Дмитрий Павлыч сконфузился и принял это на свой счет.
– Так вы говорите, Созонт Потапыч, что у вас посредники... – обратился Козелков к Праведному, чтоб рассеять овладевавшее им смущение.
– Из поджигателей-с![ 57 ] – кротко молвил Праведный и хныкнул.
– Скажите, однако!
– Всех на одну осину! – сквозь зубы произнес Гремикин.
– Проэкзаменуем-с, – еще кротче продолжал Праведный.
– На осину – и баста! и экзаменовать нечего!
– Нет-с, зачем же-с!
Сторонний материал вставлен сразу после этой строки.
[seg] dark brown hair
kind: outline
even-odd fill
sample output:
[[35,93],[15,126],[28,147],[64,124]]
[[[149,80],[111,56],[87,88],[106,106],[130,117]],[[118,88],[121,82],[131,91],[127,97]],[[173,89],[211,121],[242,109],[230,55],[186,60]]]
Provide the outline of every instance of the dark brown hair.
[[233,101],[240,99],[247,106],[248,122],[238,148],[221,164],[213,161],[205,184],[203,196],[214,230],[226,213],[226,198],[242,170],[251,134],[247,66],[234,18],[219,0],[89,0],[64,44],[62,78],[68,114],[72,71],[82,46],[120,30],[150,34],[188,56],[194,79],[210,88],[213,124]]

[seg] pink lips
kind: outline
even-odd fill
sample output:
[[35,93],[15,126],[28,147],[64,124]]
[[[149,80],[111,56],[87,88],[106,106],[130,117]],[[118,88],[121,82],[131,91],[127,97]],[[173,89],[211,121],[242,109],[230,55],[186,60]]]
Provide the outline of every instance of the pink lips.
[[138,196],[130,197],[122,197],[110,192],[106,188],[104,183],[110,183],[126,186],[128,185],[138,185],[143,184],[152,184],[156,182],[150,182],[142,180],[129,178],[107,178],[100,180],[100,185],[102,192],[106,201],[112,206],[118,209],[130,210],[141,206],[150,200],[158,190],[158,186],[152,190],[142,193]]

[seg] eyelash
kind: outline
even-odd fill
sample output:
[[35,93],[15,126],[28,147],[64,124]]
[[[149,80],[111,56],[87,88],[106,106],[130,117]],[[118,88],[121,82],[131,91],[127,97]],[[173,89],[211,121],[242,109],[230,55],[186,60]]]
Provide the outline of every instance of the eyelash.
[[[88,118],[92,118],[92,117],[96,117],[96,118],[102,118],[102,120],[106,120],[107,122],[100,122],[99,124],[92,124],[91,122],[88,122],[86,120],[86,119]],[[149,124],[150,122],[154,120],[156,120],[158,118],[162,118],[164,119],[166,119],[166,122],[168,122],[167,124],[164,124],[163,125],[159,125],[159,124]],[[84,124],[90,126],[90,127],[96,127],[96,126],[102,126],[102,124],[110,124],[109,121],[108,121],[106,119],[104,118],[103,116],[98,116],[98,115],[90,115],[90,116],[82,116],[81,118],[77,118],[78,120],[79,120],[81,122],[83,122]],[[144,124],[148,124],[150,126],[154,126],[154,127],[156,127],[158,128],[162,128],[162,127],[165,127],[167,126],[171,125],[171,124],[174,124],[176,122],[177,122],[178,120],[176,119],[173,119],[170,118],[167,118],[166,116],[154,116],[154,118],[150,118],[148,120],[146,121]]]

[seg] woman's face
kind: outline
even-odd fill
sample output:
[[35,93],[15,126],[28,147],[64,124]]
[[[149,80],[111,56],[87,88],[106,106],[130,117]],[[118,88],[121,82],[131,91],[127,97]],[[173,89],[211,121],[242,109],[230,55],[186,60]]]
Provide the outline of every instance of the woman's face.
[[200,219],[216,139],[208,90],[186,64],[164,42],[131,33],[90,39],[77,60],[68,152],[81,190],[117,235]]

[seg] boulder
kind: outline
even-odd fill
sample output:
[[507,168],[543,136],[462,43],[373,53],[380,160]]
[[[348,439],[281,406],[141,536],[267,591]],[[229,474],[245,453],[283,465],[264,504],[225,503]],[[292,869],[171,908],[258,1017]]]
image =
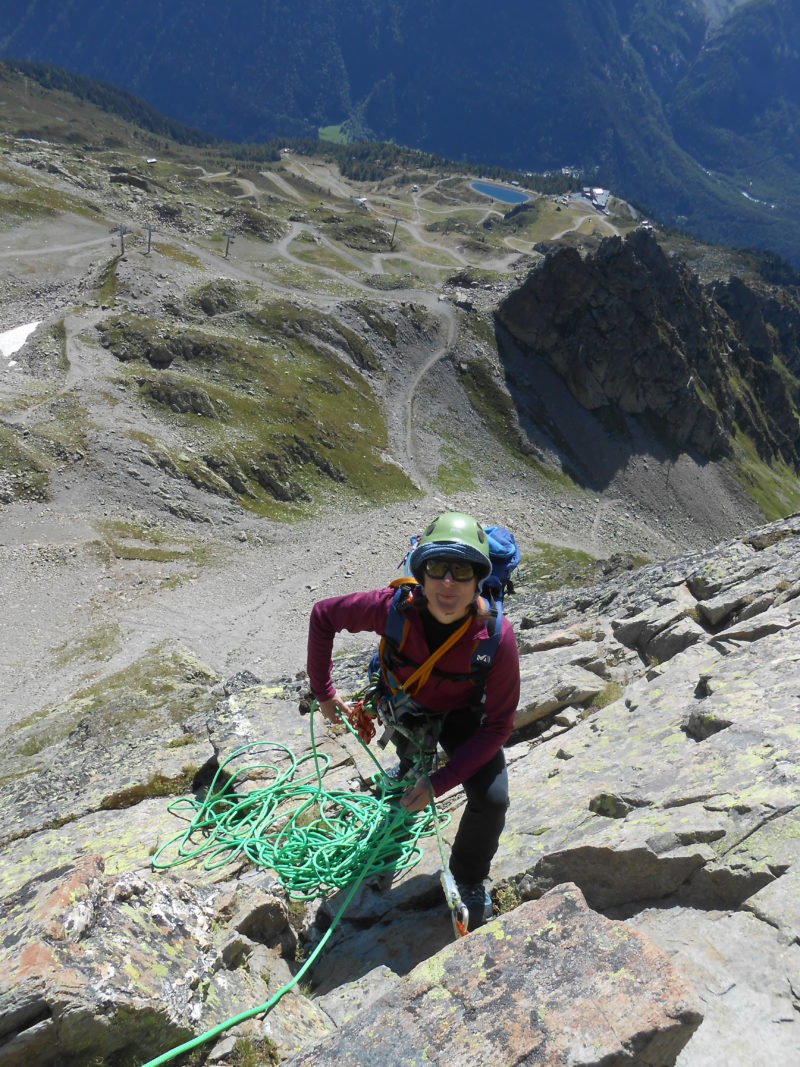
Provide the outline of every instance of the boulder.
[[450,944],[285,1065],[671,1067],[699,1003],[665,953],[560,886]]

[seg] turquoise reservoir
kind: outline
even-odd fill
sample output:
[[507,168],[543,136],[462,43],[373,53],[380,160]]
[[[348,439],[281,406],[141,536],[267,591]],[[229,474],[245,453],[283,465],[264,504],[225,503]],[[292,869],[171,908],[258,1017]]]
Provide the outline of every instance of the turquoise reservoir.
[[496,186],[492,181],[473,181],[470,189],[475,189],[481,196],[491,196],[492,200],[501,201],[503,204],[524,204],[530,200],[525,193],[519,193],[515,189],[506,186]]

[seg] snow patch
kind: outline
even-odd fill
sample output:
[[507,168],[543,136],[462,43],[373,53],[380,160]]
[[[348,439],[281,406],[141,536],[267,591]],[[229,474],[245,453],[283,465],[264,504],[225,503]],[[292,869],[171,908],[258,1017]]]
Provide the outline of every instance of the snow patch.
[[[6,330],[5,333],[0,334],[0,354],[2,354],[6,360],[9,356],[14,355],[18,352],[22,345],[28,340],[30,334],[38,325],[38,322],[29,322],[23,327],[15,327],[14,330]],[[10,367],[16,367],[17,361],[12,360],[9,364]]]

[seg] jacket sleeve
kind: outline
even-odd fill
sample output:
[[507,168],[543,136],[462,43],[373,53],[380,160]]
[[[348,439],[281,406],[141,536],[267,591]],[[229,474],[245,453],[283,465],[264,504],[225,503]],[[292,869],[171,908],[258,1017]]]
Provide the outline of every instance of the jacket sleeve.
[[471,778],[502,748],[514,729],[519,702],[519,653],[508,619],[486,678],[484,714],[476,732],[452,754],[449,762],[431,775],[433,795],[438,797]]
[[336,689],[331,682],[334,638],[342,630],[351,634],[383,634],[394,595],[393,589],[349,593],[317,601],[308,623],[308,684],[317,700],[330,700]]

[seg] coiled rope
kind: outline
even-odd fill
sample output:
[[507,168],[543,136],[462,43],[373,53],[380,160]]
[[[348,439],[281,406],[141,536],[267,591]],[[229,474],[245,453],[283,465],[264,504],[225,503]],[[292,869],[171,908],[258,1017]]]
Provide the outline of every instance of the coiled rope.
[[[189,826],[163,844],[153,858],[156,870],[204,859],[207,871],[249,859],[277,875],[291,899],[310,901],[346,887],[348,892],[308,959],[293,978],[265,1004],[226,1019],[197,1037],[148,1060],[143,1067],[158,1067],[218,1037],[224,1031],[270,1012],[313,967],[339,920],[367,877],[395,874],[413,867],[421,858],[419,842],[441,831],[449,815],[433,803],[421,812],[407,812],[398,801],[406,785],[388,777],[372,752],[345,719],[346,727],[375,764],[374,794],[327,791],[322,779],[330,757],[317,751],[314,735],[316,702],[309,718],[310,752],[297,759],[276,742],[254,742],[236,749],[217,770],[205,797],[182,797],[169,811]],[[229,769],[244,755],[272,750],[277,759]],[[271,778],[269,785],[246,790],[246,783]],[[167,857],[173,855],[172,859]]]

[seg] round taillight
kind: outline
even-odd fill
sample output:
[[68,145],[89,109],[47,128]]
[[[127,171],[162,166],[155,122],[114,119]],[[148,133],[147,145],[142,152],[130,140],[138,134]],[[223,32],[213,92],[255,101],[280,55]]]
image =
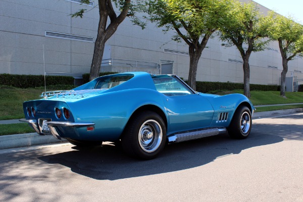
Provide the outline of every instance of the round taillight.
[[61,113],[61,111],[58,108],[56,108],[56,115],[59,119],[61,118],[61,115],[62,115],[62,113]]
[[29,116],[31,116],[31,111],[30,111],[30,108],[27,108],[27,114]]
[[67,119],[69,118],[69,117],[70,117],[69,111],[68,111],[68,110],[66,108],[63,108],[63,112],[64,113],[64,116],[65,117],[65,118]]
[[34,116],[36,116],[36,110],[34,109],[34,108],[32,108],[32,113],[33,113],[33,115]]

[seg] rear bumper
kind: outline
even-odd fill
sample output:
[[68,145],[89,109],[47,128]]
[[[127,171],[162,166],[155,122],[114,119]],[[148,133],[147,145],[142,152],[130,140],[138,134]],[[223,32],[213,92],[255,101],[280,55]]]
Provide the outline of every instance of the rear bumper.
[[[35,119],[19,119],[19,121],[27,123],[29,125],[35,130],[35,131],[39,135],[45,135],[45,133],[42,133],[39,129],[39,127],[37,123],[37,121]],[[92,126],[95,125],[93,123],[73,123],[73,122],[64,122],[61,121],[49,121],[47,122],[47,126],[50,130],[52,134],[56,138],[61,139],[61,137],[56,129],[56,127],[88,127]]]

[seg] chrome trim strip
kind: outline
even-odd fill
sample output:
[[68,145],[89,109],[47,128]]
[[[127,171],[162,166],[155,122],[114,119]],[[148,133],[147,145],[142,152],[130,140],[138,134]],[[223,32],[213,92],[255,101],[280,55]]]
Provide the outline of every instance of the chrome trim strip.
[[63,127],[77,127],[77,126],[94,126],[93,123],[73,123],[73,122],[64,122],[62,121],[49,121],[47,122],[47,126],[53,135],[58,139],[61,139],[61,137],[59,135],[56,126]]
[[76,127],[76,126],[94,126],[93,123],[74,123],[65,122],[63,121],[49,121],[47,122],[49,126],[65,126],[65,127]]
[[[48,125],[47,124],[47,125]],[[53,136],[54,136],[58,139],[61,139],[61,137],[60,137],[60,135],[59,135],[59,134],[57,132],[57,130],[55,128],[55,127],[54,127],[53,126],[48,126],[48,128],[49,128],[49,130],[50,130],[50,132],[52,132],[52,134],[53,135]]]
[[226,128],[208,128],[204,130],[196,130],[190,132],[185,132],[182,133],[176,134],[168,137],[168,141],[171,142],[180,142],[192,139],[199,139],[211,136],[217,135],[219,134],[225,133]]
[[39,135],[41,135],[39,129],[38,129],[38,126],[37,125],[37,121],[35,119],[28,119],[26,120],[25,119],[19,119],[19,121],[20,122],[25,122],[27,123],[28,125],[30,125],[30,127],[33,128],[35,131]]

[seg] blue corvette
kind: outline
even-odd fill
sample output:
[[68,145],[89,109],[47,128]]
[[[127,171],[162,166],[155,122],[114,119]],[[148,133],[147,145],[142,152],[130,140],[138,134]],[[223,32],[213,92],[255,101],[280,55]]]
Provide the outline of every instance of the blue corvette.
[[175,75],[128,72],[100,77],[71,90],[25,102],[25,119],[40,135],[79,146],[118,141],[129,155],[155,158],[166,142],[228,132],[246,138],[255,108],[240,94],[193,90]]

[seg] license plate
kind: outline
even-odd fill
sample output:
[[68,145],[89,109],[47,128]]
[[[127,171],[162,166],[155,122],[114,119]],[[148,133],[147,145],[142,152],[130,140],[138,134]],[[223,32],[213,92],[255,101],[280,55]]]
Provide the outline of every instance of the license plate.
[[52,134],[50,130],[47,126],[47,120],[43,120],[41,132],[43,133]]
По форме, Яков Филиппыч, по форме-с все сделаем-с... Позовем, этак, к столу-с, и каждый свою лепту-с...
– Но скажите, пожалуйста... может быть, я... Если б вам угодно было сообщить мне ваши соображения... я мог бы...
– Нет-с, вашество, этак-то лучше-с... Вот мы их ужо позовем-с, кротким манером побеседуем-с, а потом и попросим-с...
– Но ежели они не согласятся?
Праведный опять хныкнул.
– Ну уж, об этом спросите, вашество, у Якова Филиппыча! – молвил он как-то особенно мягко.
Козелков взглянул на Гремикина и увидел, что тот уже смотрит на него во всю ширину своих воспаленных глаз.
– Мы, вашество, «доходить» не любим! – продолжал между тем Праведный, – потому что судиться, вашество, – еще не всякий дарование это имеет!
Пожалуй, вашество, еще доказательств потребуете, а какие же тут доказательства представить можно-с?
– Поверьте, почтеннейший Созонт Потапыч, что я всегда готов! – горячо вступился Козелков, – я просто по одному слову благородного человека...
– Знаем, вашество! и видим это! Это точно, что у вашества чувства самые благородные...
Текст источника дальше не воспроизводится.